Gluten-Free News from the Wall Street Journal — and Corrections

Last Tuesday the Wall Street Journal ran a great article giving an overview of the gluten-free lifestyle. The article covered the subtle differences between celiac disease, gluten sensitivities and wheat allergies, and also the difficulties and benefits of a gluten-free diet. Perhaps more gratifyingly – at least for me, and anyone else who’s ever had to smile through someone saying, “Oh, wow, you’re really lucky. If I couldn’t eat bread I’d lose soooo much weight!” – was the article’s headline: “Giving up Gluten to Lose Weight? Not so Fast”.

All this is great news, right? Right! I was stoked to see such a mainstream media outlet covering gluten-free news and the gluten-free diet. The article even comes with a nifty infographic showing flattened villi and listing potential symptoms of a gluten intolerance.


However, the article mistakenly listed a handful of items as containing gluten, and the Wall Street Journal issued a correction a few days later. If you’ve been following gluten-free news for a while, you can probably guess what some of the problem items were: envelope glue, lipstick, vinegar, and hard liquor. Ketchup and ice cream were also erroneously listed as often containing gluten, when in fact a quick look through the gluten-free grocery guide shows that gluten-free ketchup and gluten-free ice cream are the norm, not the exception.

Better safe than sorry, of course – and it’s true that not all brands are safe and that sometimes people report reactions to items that are in fact considered gluten-free. I was nevertheless surprised to see that so many misunderstandings persist, and that they made their way through the Wall Street Journal’s fact-checking team only to be immediately called out by commenters and by some of the experts originally quoted in the article.

How to keep misinformation from becoming mainstream? As always, Triumph is proud to be a resource for accurate, up-to-date news and information about living gluten-free. If we’re all vigilant, and take the time to educate people who may be unfamiliar with the details of the gluten-free diet, we can keep these sorts of media slip-ups to a minimum. What misunderstandings do you encounter most frequently?

5 thoughts on “Gluten-Free News from the Wall Street Journal — and Corrections”

  1. Hi Emily, Thanks for recognizing this overall outstanding article to those who might not have seen it in the WSJ. I was truly impressed by the amount of research that author Melinda Beck had done and the quotes in her work.

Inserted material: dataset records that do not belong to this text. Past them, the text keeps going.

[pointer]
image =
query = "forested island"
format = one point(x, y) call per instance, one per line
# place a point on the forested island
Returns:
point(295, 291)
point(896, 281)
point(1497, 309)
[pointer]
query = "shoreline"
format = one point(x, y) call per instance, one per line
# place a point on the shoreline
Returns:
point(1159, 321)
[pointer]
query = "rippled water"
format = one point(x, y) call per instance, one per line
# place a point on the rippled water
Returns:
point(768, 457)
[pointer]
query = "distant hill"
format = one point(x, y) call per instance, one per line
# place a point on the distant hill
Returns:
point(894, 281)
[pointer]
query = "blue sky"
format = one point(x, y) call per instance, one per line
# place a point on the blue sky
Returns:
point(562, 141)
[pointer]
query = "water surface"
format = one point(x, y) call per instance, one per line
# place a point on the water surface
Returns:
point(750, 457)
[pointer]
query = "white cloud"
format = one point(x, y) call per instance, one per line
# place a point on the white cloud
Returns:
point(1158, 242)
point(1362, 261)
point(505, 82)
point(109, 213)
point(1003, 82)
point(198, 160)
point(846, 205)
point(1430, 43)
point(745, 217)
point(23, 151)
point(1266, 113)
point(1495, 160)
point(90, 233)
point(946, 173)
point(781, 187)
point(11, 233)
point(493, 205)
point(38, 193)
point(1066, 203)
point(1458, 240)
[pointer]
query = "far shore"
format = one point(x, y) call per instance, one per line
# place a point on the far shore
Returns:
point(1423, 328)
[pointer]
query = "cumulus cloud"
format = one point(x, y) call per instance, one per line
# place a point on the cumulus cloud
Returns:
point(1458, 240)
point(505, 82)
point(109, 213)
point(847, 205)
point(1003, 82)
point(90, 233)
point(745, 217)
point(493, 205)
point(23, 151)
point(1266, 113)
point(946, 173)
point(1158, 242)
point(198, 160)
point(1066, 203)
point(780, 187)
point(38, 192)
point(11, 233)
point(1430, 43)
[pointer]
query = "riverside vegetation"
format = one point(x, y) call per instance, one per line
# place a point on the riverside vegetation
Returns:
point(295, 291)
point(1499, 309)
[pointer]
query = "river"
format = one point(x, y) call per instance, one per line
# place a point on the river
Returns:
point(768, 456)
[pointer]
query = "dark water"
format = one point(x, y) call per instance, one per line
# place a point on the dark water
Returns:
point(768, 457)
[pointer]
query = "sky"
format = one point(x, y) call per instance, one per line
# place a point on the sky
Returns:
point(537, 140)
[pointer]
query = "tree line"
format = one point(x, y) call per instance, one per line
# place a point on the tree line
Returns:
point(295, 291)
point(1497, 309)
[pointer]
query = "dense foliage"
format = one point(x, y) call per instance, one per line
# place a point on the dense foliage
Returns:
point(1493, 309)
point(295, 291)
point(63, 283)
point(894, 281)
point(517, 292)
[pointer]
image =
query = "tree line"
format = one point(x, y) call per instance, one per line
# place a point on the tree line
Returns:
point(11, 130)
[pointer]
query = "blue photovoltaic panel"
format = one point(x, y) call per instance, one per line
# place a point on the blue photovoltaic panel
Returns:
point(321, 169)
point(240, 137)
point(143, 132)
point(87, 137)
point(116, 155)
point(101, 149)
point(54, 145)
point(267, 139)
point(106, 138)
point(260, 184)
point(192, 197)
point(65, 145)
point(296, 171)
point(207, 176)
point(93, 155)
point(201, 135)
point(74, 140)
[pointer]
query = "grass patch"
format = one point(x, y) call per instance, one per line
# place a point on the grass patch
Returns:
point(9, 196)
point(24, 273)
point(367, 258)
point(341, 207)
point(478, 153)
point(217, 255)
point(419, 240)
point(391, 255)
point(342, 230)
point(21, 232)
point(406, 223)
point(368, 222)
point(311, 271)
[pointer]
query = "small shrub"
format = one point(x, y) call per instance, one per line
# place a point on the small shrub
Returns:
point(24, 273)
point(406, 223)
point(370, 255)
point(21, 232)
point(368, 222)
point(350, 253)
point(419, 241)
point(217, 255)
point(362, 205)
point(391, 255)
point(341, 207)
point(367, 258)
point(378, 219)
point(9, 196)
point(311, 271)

    However, you are right that there were a few flaws – most notably ketchup, ice cream, envelope glue, and lipstick. Still, I was very glad that the WSJ with its high-visibility obviously put a lot of work into covering celiac disease and pointing out who should go on a gluten-free diet and who should not.
    It also speaks for the integrity of the paper that they recognized the corrections that were pointed out to them in the Saturday paper ( This truly impressed me.

    1. Hello! I couldn’t agree with you more, and was thrilled to see the Journal devote this much real estate to our community. The slip-ups, to me, were mostly indicative of just how confusing the gluten-free diet is for people who haven’t been living it for quite some time (and, OK, it’s still confusing to me sometimes and I’m going on my 9th gluten-free year).

  2. Hi Emily, so true. I really appreciate the great mutual support the gluten-free community gives each other. There are only few days I am not learning something new. That’s why I fully agree with your last paragraph – Triumph is one of the most reliable sources for accurate, up-to-date information on living gluten-free. Thank you and the whole team for doing an outstanding job!

  3. But lots of people do react to lipstick with gluten (or other beauty products that one way or another end up in one’s mouth). I was surprised by the “correction” that “amount of gluten in some lipsticks is too small to pose health problems.” If one re-applies lipstick a few times a day (or more) it adds up. Better safe than sorry would indeed seem to apply here instead of saying this needn’t even be considered, especially for those newly diagnosed or particularly sensitive.

  4. Thanks, Hajo!
    And Renee, thank you as well. You’re right: hidden gluten does pop up in the most unexpected places, and living with a gluten intolerance often means extra vigilance. At the end of the day, it’s wise to always check ingredients — there are certainly safe and unsafe lipsticks out there. Sometime soon, we’ll dedicate a post to the subject and explore the options a little more fully.